3. Un adhésif bien choisi. Il existe beaucoup d’idées fausses dans ce domaine comme, par exemple, de considérer que le total etching, suivi de rinçage, favorise une meilleure adhésion par la création de tags dans la dentine, ou de considérer que les systèmes simplifiés font uniquement gagner du temps. En fait, pour l’émail, il n’existe rien de plus efficace que l’attaque à l’acide orthophosphorique (H3PO4), suivie par la mise en place d’un bonding. Cette procédure donne, de façon indiscutable, une adhésion forte et durable.
En revanche, deux stratégies sont possibles pour l’adhésion à la dentine. La première est le total etch qui supprime les boues dentinaires, mais avec une action inconstante, très variable selon les dents et qui impose ensuite de remplir à nouveau les tubuli et de modifier le substrat avec un primer, qui est une résine hydrophile, avant de placer la résine hydrophobe qu’est l’adhésif. Il s’agit d’une technique compliquée.

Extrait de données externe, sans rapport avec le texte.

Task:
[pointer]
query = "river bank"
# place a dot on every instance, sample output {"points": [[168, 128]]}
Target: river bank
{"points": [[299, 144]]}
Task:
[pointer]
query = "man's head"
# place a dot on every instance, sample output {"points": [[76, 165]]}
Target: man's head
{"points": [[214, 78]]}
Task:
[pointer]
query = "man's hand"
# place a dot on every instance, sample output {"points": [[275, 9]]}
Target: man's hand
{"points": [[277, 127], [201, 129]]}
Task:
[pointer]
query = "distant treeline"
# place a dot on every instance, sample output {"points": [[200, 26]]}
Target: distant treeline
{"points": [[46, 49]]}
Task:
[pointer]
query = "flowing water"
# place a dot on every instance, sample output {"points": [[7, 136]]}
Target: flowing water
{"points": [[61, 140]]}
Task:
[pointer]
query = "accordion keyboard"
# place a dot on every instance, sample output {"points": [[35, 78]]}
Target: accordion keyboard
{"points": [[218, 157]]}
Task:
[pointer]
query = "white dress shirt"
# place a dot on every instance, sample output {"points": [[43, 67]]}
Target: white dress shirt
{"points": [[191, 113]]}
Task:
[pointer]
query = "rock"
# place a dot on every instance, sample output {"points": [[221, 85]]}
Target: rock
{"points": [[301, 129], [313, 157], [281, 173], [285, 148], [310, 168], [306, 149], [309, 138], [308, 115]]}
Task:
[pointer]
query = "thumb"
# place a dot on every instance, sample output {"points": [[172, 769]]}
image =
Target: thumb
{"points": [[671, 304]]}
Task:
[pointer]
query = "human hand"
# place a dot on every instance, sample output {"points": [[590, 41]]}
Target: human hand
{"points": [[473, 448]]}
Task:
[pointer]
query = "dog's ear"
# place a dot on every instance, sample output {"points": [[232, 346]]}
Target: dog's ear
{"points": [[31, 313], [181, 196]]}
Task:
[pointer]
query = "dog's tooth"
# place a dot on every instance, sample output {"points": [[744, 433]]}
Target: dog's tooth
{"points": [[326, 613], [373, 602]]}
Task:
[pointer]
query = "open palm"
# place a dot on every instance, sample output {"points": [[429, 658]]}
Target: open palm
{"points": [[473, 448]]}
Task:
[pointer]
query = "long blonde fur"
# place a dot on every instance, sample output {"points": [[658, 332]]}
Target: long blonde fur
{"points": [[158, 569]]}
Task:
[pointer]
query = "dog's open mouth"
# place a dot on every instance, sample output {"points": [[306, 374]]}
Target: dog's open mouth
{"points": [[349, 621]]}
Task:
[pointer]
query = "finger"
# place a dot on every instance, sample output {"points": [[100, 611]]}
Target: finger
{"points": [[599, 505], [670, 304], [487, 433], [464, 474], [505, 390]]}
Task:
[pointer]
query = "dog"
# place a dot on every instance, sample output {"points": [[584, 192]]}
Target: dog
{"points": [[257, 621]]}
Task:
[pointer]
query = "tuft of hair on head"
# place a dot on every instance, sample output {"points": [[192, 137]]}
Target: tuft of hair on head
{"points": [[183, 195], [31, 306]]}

L’autre solution, qui a notre préférence, consiste à conserver la couche hybride afin d’éviter le défaut de saturation de la dentine. Dans ce cas, le primer pénètre bien : c’est la force des systèmes dits « self etching ». Notons surtout que la couche hybride se dégrade d’autant plus avec le temps que la pénétration du primer aura été incomplète. C’est l’adhésion à l’émail qui protège la restauration de sa dégradation.
4. Le collage sous digue, une fois terminée la préparation cavitaire d’un onlay composite. La dentine est propre. Elle n’est pas contaminée. Le contrôle de l’hybridation est bon et l’on scelle la dentine avec, par exemple, un composite flow. Cela facilite la temporisation.
5. Des empreintes sectorielles en mordu pour plus d’efficacité.
6. Un onlay provisoire rapidement réalisé en plaçant des coins de bois dans les embrasures et en tassant grossièrement du Fermit® ou du Clip® dans la cavité (voir Photo 2).
7. L’assemblage de la pièce prothétique. Cette étape exige un sablage préalable de la préparation de façon à réactiver le substrat ainsi qu’un conditionnement de l’émail à l’acide. Quant à la silanisation de l’intrados de la pièce, elle n’est pas indispensable. On recommandera de ne pas utiliser un composite de scellement, mais un composite d’obturation fluidifié sur une source chauffante : le Tetric® transparent.
Ce qu'il faut retenir :
• Le collage permet des stratégies alternatives pour la restauration des dents non vitales.
• La relocalisation des marges sous-gingivales facilite la mise en place de la digue.
• Mordancer l’émail à l’acide orthophosphorique et procéder à l’automordançage de la dentine.
• Pour les restaurations indirectes, coller avant l’empreinte.
• Assembler les inlays avec un composite photo transparent.
Vos questions, les réponses de Serge Bouillaguet :
Peut-on sceller avec un composite flow ?
Avec les inlays en or, on dispose d’une grande précision d’adaptation pour obtenir de la friction. Avec les inlays en composite, l’adaptation s’avère moins précise. De la même façon, pour utiliser un composite fluide, il faut être sûr d’avoir une excellente adaptation de la pièce, sinon on risque d’avoir des bulles dans l’épaisseur du joint collé. Le composite plus épais permet de combler les espaces.